Göz devirip onların yanından ayrıldığında bahçe kapısından giren Hongjoong'u gördü. Büyük bahçedeki kalabalık insan yığınının arasında onu nasıl fark etmişti en ufak bir fikri bile yoktu ama onu gördüğünde dudakları kendiliğinden kıvrılmış, keyfi yerine gelmişti.
Hongjoong da onu gördüğünde istemsizce tebessüm etmişti. "Trafik çok sıkışıktı biraz geç kaldım ama sorun olmamıştır umarım."
"Hayır hayır sorun değil. Seni bizimkilerin yanına götüreyim." Wooyoung ve Yeosang'ın yanına vardıklarında ikisi de boynuna atlamıştı Hongjoong'un. "Boğuluyorum çocuklar!" Boynundaki kollar onu serbest bırakınca ikisininde karnına hafif birer yumruk atmıştı. Wooyoung ve Yeosang aynı anda karınlarını tutarak drama queem gösterisi sergileyecekleri sırada Hongjoong hızla arkasını dönüp kendine bir bardak kokteyl aldı.
O sırada Wooyoung imalı mimiklerle "Birileri sen gelmeyeceksin diye korkmuştu ama bak şimdi yüzü nasıl gülüyor."diye bağırmıştı sesinin duyulması için. Seonghwa kaşlarını çatarak Wooyoung'un omzuna vurdu.
"Senin de ağzında bakla ıslanmıyor." Bunu masadan bir şey almak bahanesiyle eğildiğinde Woo'nun kulağına söylemişti yapmacık bir sinirle.
Dörtlü bir süre havadan sudan konuşmuşlar, Hongjoong ve Seonghwa ikilisi ise bu sayede birbirleri hakkında biraz daha bilgi sahibi olmuştular. Yeosang ayağa kalkıp Wooyoung'u da beraberinde sürükleyip havuza doğru yürüdüğünde Seonghwa ve Hongjoong başbaşa kalmıştı sonunda.
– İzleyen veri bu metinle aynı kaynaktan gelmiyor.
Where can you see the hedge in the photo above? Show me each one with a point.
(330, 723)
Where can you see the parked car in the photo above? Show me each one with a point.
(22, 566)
"Geldiğin için teşekkür ederim. Keşke seninle daha önce tanışsaydım." dedi Seonghwa, kısa bir sessizliğin ardından. Hongjoong duyduğu şeyle kaşlarını kaldırıp gözlerini kaçırdı. "Rica ederim. Daha önce tanışmamış olmamız biraz garip. Seul'de bulunduğum zamanlarda tüm vaktimi Wooyoung'la harcıyorum aslında."
Yine gergin bir sessizlik oluştuğunda onların imdadına Seonghwa'yı tebrik etmeye gelen bir arkadaşı yetişmişti. Seonghwa onunla konuşmaya daldığında Hongjoong masadan uzaklaşıp büyük villanın içine doğru yürüdü. Bu kadar kalablık ve gürültü ona göre değildi. Başı ağrımaya başlamıştı bile.
Villanın içinin de dışından kalır yanı yoktu gerçi. Aynı kalabalık, aynı gürültü. Gözüne kestirdiği merdivenlerden yukarı çıktığında bulduğu ilk odaya giriverdi. Odanın duvarları boydan boya kitaplarla kaplıydı. Üstelik burası diğer yerlere nazaran çok daha sessizdi. Raflarda biraz göz gezdirdikten sonra eline bir kitap alıp ikili koltuğa oturdu.
Aradan ne kadar zaman geçtiğinin farkında değildi ama odanın kapısı açıldığında kafasını okumaya daldığı kitaptan kaldırdı. Seonghwa bir Hongjoong'a bir elindeki kitaba bakarken Hongjoong da aynı şekilde ona bakıyordu. Seonghwa dayanamayıp güldüğünde Hongjoong da gülmüştü.